First and foremost, we needed to make YouTube Shorts relevant to Gen Z, but to do so, we needed to align with something they cared about - fashion.

Gen Z is shifting the concept of identity, and clothes have obviously always been a massive part of identity for every generation. But unlike previous generations, GenZers are keenly aware that fast-fashion is bad for the environment, and the low price tags come at the expense of labor exploitation.

With all of this in mind, we geared up to make a campaign that Gen Z was interested in, focused on sustainable, DIY fashion and how we might make it more accessible, while inspiring others to join in through YouTube Shorts.


Fashions come and go, but the clothes end up in landfills for decades.
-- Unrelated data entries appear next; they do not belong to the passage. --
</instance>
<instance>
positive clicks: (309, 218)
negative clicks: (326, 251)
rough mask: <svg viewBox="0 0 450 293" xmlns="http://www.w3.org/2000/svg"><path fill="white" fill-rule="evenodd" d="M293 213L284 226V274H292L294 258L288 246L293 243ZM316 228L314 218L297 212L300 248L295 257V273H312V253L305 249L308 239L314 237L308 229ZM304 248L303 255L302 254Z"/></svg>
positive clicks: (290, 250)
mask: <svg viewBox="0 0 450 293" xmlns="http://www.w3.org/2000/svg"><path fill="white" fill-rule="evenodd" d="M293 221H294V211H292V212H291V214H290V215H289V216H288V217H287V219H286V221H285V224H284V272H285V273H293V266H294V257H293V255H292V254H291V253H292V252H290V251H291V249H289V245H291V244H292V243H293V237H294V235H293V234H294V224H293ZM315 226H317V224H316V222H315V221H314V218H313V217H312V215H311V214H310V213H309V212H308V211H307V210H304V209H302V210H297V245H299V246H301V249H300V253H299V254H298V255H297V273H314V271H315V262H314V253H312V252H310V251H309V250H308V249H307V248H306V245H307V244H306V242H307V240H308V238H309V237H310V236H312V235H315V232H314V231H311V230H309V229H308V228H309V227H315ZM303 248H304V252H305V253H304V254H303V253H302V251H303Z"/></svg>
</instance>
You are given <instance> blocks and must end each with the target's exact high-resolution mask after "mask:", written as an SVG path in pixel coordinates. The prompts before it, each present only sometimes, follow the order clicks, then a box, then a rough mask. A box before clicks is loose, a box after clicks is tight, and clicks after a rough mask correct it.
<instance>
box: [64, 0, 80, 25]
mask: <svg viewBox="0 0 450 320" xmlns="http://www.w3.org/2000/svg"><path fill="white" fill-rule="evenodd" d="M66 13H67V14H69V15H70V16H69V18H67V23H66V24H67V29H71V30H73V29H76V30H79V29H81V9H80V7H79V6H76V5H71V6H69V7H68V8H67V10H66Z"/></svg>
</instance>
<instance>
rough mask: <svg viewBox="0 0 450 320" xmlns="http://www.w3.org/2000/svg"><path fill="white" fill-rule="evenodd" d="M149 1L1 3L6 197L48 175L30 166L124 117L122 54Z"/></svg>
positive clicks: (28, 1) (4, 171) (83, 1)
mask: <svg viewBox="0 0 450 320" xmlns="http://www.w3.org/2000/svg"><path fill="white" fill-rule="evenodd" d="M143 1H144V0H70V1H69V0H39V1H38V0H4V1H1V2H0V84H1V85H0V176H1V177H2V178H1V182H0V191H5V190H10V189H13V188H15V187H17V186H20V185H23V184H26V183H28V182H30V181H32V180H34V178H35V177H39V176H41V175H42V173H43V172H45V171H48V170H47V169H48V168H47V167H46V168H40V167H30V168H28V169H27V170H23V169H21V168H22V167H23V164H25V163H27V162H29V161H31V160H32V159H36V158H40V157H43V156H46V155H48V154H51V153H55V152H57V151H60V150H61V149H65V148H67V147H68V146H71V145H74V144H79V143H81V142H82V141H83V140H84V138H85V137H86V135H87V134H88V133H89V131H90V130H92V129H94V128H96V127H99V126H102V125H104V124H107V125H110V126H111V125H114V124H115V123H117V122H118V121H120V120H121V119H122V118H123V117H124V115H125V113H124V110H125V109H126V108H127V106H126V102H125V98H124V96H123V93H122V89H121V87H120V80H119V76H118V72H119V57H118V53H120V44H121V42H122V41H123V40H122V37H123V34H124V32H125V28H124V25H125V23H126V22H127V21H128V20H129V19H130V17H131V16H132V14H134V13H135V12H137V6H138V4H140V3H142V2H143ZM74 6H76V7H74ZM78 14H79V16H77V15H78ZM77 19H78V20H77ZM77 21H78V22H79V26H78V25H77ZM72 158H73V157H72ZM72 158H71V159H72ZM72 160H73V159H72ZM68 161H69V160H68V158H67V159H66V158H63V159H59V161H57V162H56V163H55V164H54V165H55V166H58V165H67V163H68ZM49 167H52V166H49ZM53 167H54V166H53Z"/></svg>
So, we encouraged people to go shopping in their closets by partnering with YouTube creators to launch an upcycled fashion collection on YouTube Shorts. Creators with a focus on DIY fashion, Upcycling and Thrifting helped generate content encouraging others to “shop their own closet” and create one-of-a-kind reworked fashion themselves.

Then, we put our creators on center stage at New York Fashion Week with post-worthy window displays and advertising all over the city (as well as on social media), that featured their creations . With everything directing people to our online campaign and the window displays in SoHo. The displays themselves used various textiles and moving parts to attract attention and encapsulate the mood. From the window displays you could find links to the creators’ videos as well as the rest of the #RemakeTheRunway Shorts.


The original DIY creator collection (40 videos) had 19.5M views across all social media platforms.

The campaign also led to 3.64K user generated #RemakeTheRunway upcycled video creations.

In total, the campaign resulted in 1B impressions.

Lastly, the campaign gave creators significant exposure, helping to increase their awareness as designers while also boosting the awareness of YouTube Shorts at the same time. Ultimately helping to shift perceptions among Gen Z.